Posted on 08/03/2012 by

2


I really shouldn’t tell stories to children. Even seven year olds. It’s not that the incidence of violence and mayhem is a problem. It’s the way they tell me I’m doing it wrong.

Me: I’m actually a terrible storyteller, but I can frame an anecdote so it sounds even better than it actually was. Except when I am sleepy and then it will be weird and meandering and, What? How is that funny?
Arkem: Just like you.
Me: I’m weird and strange and, What? How is that funny?
Arkem: Yes.
Me: Oh.

When I was fourteen I had a friend who was seven, which was convenient as I was old enough to be paid to be her babysitter and we could climb trees and hang out and be peculiar at one another. I think this is because I am mentally still seven. Seven makes a lot of sense to me.

Once, when I was lying on a branch, staring up through the foliage in the fading light trying to guess what time it was, she elbowed me in the solar plexus accidentally in passing and then, possibly as a distraction, demanded that I tell her a bedtime story.

This might have been a bad idea if there’d been any likelihood at all that she’d actually be lulled to sleep by a story I told, but as it was I wracked my brains for some sort of children’s book style story and began to tell her the tale of a monkey that ran away to join the circus.

The story included a number of sarcastic asides and hair-raising, if irrelevant, incidents because I didn’t have the faintest idea where the plot was going. (Linear storytelling has really never been my forte. Especially not on the fly.)

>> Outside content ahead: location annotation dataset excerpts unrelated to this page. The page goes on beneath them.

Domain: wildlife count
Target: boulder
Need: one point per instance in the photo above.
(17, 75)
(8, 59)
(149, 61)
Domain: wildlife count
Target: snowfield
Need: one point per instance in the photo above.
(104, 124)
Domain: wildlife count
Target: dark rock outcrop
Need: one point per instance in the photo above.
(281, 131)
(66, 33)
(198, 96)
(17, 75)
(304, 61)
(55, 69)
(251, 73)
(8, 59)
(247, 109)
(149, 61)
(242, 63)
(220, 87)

Luckily this didn’t turn out to be a problem as progress through the story was much impeded by interruptions. My friend questioned my literary choices at every turn. Initially content with disapproving sniffs at character names and disgusted remarks at plot twists she didn’t like, she nevertheless started actively arguing before the monkey even made it to the circus. Monkeys don’t eat mice, she said. Well, what would you expect to find if you pulled up the floorboards? I asked. Not lunch, she replied.

I have a singularly vivid memory of the visual I had pulled up as I described it to her, the monkey reaching down into the floor cavity to catch the mice, the uplifted floorboard in his other hand, and my friend shaking her head at me in disbelief.

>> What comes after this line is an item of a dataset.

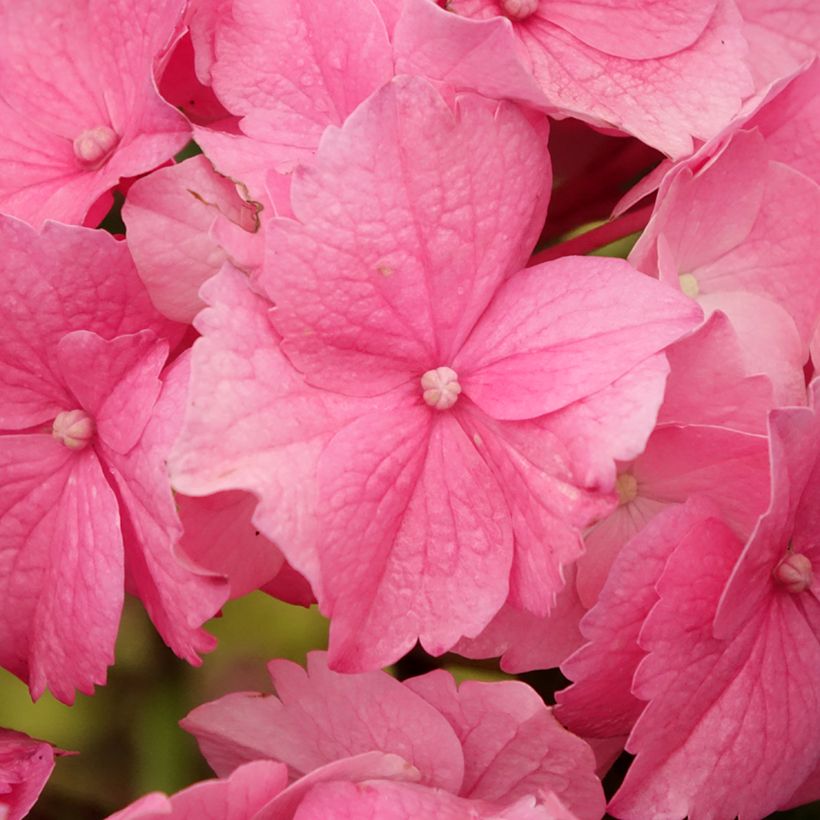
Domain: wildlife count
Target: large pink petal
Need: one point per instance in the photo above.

Since then I’ve had the same experience more than once. Possibly children sense my age-seven-ness and feel entitled to argue with someone on their level, or perhaps I’m just a terrible storyteller. Perhaps both.

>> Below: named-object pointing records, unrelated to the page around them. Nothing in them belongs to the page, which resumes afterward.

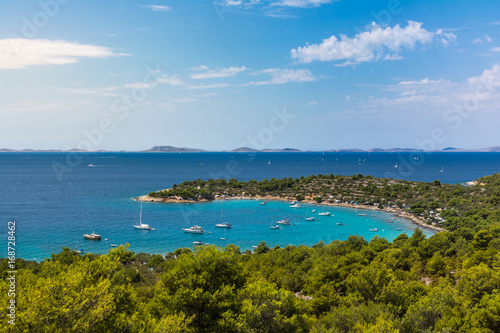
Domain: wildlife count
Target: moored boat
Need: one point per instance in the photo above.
(194, 230)
(92, 236)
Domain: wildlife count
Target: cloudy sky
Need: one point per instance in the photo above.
(309, 74)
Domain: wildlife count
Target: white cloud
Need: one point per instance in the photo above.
(216, 73)
(199, 68)
(302, 3)
(375, 44)
(209, 86)
(103, 91)
(18, 53)
(423, 81)
(481, 92)
(284, 75)
(157, 8)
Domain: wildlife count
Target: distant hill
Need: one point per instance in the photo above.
(172, 149)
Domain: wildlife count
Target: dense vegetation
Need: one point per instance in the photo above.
(451, 206)
(449, 282)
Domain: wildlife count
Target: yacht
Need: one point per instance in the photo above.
(284, 222)
(141, 225)
(222, 224)
(194, 230)
(92, 236)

Nowadays when someone asks me to tell a story I promptly blither. And start explaining the distinction between a writer and a storyteller. And then usher them in the direction of my mother. (Who is an excellent storyteller.) If I ever do write a children’s book I think it will be incredibly meta, with a child narrator interjecting protests all the way through. Otherwise it just wouldn’t feel right.